The charitable Safra hired many relatives and members of the Halabi-Beiruti diaspora. It seems like he had trouble separating his professional life from his personal and communal life.
I wouldn’t say he had trouble. That was his pleasure. In Aleppo and Beirut, there was a formal community council. If you were from one of the big families, you were the president of the council. They said that in the Syrian world there were no aristocrats, but the Safras were as close as you come to that. His father was often the head of the community council. So from a young age, there was seamlessness between I run this bank, a lot of customers are people in this community, and I am also a senior leader in this community locally and in exile around the world.
Overall, your book paints Safra in a positive light. He must have had flaws and shortcomings.
He could be in some ways too loyal to individuals. He was also fearful at times. Sometimes it served him well, and in other areas, it kind of got the best of him. He was fearful that other people were out to hurt him. Sometimes he was fearful that if something went wrong he would be responsible for everything, therefore he was very conservative about things.
I think his biggest misstep was that he could not figure out a succession plan. He didn’t have any children, and his nephews were busy running Banco Safra in Brazil. Based on his background, he would not consider the possibility of female relatives running his banks.
He was never the CEO of Republic Bank. He was the Chairman and owned 30%, but he was not the actual CEO. At the same time, it was very clear who was in charge and made all the decisions. He was not great about letting go and delegating, so the top executives may not have felt as empowered as they should have been. His banks didn’t do the classic things that big institutions do about grooming leadership, such as people getting promoted and strategic planning — at least not at the usual level.
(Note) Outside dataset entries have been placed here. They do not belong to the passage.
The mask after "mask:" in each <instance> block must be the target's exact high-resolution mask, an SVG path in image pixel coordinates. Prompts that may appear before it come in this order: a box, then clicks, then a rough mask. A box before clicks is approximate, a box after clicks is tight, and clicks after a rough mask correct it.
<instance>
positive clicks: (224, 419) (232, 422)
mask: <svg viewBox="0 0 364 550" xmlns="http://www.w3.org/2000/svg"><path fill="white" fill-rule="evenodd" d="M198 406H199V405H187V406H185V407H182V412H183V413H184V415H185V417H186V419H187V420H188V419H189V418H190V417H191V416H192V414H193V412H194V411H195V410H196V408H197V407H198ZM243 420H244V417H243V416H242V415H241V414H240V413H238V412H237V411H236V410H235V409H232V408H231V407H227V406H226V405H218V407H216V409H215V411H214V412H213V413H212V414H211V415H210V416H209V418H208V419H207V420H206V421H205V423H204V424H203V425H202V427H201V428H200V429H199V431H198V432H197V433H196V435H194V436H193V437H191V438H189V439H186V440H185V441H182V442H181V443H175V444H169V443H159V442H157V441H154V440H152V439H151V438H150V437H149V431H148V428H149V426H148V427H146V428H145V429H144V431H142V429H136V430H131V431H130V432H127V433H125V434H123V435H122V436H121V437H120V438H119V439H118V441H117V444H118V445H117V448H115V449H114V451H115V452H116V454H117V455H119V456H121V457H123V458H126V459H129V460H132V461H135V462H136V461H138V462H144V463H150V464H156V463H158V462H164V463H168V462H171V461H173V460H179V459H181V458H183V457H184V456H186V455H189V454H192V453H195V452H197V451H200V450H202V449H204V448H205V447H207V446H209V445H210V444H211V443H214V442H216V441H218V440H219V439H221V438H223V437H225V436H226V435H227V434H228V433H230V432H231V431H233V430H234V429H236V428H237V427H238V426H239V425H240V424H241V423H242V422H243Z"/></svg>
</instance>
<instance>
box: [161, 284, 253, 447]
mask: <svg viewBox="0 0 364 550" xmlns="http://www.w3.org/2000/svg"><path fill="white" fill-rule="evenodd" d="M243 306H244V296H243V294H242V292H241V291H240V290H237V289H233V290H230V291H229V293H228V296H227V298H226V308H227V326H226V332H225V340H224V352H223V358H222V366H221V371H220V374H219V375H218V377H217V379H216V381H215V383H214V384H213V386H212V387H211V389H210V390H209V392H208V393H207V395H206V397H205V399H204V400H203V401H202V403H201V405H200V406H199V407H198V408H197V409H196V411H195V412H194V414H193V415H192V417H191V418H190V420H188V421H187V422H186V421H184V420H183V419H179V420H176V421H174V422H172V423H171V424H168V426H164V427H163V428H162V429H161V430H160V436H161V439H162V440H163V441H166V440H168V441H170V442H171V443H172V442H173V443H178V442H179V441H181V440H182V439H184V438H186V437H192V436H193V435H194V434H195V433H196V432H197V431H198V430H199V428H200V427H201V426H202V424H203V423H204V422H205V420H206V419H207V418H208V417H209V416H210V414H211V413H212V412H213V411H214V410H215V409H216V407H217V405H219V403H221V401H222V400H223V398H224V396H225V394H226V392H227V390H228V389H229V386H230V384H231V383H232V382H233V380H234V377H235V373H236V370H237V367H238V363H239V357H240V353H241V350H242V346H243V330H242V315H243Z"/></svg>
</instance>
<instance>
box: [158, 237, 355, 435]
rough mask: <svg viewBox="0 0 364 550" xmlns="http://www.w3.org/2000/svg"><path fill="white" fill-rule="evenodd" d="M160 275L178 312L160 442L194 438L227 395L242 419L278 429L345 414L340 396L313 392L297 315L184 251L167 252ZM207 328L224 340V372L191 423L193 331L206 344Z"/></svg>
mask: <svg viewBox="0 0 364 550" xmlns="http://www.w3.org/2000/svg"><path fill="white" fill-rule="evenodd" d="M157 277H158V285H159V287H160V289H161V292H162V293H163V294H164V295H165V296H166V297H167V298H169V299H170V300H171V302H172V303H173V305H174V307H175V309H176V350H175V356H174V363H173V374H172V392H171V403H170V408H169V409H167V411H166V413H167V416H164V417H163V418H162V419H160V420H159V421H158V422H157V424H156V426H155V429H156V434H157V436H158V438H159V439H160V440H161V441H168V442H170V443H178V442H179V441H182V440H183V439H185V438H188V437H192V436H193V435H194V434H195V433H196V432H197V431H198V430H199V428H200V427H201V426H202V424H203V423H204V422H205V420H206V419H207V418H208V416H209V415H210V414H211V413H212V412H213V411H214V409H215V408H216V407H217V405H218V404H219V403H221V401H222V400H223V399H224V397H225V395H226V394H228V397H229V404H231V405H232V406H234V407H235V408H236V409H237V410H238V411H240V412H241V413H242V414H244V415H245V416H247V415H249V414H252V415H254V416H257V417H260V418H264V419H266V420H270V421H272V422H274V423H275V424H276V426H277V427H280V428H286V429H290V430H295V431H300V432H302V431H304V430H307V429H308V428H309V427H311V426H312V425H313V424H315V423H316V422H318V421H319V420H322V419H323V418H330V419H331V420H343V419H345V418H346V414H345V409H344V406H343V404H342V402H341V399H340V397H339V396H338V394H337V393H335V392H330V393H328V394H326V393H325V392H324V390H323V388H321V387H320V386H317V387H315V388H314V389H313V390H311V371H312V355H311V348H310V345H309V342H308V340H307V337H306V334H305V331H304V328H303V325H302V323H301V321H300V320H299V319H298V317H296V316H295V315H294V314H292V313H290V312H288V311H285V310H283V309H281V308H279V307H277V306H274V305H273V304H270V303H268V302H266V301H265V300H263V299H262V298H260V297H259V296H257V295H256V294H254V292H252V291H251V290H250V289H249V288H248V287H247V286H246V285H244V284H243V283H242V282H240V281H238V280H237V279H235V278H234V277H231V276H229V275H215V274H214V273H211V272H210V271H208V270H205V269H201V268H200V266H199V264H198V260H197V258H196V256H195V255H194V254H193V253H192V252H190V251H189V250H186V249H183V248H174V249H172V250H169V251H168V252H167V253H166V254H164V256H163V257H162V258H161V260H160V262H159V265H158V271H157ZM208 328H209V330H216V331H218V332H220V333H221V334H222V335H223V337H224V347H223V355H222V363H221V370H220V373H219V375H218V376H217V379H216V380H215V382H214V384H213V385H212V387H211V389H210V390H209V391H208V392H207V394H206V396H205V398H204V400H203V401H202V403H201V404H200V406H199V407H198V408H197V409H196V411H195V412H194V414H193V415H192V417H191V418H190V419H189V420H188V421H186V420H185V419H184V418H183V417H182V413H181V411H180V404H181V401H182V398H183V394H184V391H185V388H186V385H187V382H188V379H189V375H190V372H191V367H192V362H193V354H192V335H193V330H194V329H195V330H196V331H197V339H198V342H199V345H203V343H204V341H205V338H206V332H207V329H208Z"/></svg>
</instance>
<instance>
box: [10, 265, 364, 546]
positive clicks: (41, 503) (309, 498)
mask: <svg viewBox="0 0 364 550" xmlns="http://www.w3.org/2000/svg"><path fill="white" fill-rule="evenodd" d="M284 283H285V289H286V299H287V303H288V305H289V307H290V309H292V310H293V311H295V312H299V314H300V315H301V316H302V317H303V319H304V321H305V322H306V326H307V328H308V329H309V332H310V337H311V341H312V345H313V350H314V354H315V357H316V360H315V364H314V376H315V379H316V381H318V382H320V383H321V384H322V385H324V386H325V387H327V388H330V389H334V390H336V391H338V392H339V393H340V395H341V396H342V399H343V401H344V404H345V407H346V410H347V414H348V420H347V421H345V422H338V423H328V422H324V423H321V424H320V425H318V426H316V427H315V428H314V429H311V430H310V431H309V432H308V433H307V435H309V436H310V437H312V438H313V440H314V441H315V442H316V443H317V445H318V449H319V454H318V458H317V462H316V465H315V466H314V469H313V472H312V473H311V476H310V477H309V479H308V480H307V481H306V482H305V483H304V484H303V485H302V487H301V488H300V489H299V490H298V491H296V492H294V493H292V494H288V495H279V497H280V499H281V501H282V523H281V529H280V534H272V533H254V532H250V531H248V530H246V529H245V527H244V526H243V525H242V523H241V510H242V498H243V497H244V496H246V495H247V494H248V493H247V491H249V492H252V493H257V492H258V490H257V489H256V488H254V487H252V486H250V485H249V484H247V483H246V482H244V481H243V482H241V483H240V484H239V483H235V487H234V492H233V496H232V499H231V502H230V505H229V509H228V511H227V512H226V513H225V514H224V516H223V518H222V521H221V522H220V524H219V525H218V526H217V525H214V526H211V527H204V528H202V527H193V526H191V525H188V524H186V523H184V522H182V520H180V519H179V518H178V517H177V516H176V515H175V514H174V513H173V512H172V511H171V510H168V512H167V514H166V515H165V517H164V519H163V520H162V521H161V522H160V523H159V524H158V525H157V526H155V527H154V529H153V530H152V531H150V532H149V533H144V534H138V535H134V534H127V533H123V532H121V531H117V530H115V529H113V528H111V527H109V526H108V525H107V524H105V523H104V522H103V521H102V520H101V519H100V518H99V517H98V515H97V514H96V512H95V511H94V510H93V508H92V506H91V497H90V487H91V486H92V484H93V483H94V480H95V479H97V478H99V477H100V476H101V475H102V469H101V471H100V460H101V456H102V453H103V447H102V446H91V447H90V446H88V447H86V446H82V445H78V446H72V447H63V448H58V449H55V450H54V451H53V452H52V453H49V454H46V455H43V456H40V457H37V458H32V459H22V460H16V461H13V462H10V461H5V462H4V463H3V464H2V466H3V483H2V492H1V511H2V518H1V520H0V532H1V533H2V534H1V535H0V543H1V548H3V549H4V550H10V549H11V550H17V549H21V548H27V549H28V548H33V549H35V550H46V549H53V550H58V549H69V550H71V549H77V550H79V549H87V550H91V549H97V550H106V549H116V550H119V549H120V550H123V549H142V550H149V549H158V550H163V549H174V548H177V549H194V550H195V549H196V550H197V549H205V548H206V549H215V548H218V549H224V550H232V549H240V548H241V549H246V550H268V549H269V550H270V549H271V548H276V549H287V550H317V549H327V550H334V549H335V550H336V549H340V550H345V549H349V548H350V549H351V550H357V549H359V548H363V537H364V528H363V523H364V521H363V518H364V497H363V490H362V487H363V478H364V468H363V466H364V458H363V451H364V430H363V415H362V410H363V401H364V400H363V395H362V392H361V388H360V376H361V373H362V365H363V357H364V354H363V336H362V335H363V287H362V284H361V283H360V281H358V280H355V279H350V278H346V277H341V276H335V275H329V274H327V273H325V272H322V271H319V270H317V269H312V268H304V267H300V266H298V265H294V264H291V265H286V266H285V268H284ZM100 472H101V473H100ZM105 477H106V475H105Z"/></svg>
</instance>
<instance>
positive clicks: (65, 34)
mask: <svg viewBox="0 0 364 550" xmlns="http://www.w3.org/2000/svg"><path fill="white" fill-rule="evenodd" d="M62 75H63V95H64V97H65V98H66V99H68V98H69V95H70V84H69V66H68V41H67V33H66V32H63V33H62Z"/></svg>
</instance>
Ultimately when he sold Republic and Safra Republic to HSBC he wanted to sell them for cash. He didn’t want to take stock in some other company because then he would have to trust someone else with his wealth.
What was the outcome of this?
This book is in many ways a story of triumph and success in business, but there is also an element of tragedy. The tragedies are threefold. First, he got sick with Parkinson’s in his early 60s. Second, he died in tragic circumstances years before he should have. And third, the story of his banks kind of ended with the sale. Today when somebody sells a company it’s a triumphant exit. For him, it was deflating. He said, “I’ve sold my babies.” What for any other financial figure would have been a crowning achievement was for him a source of sadness.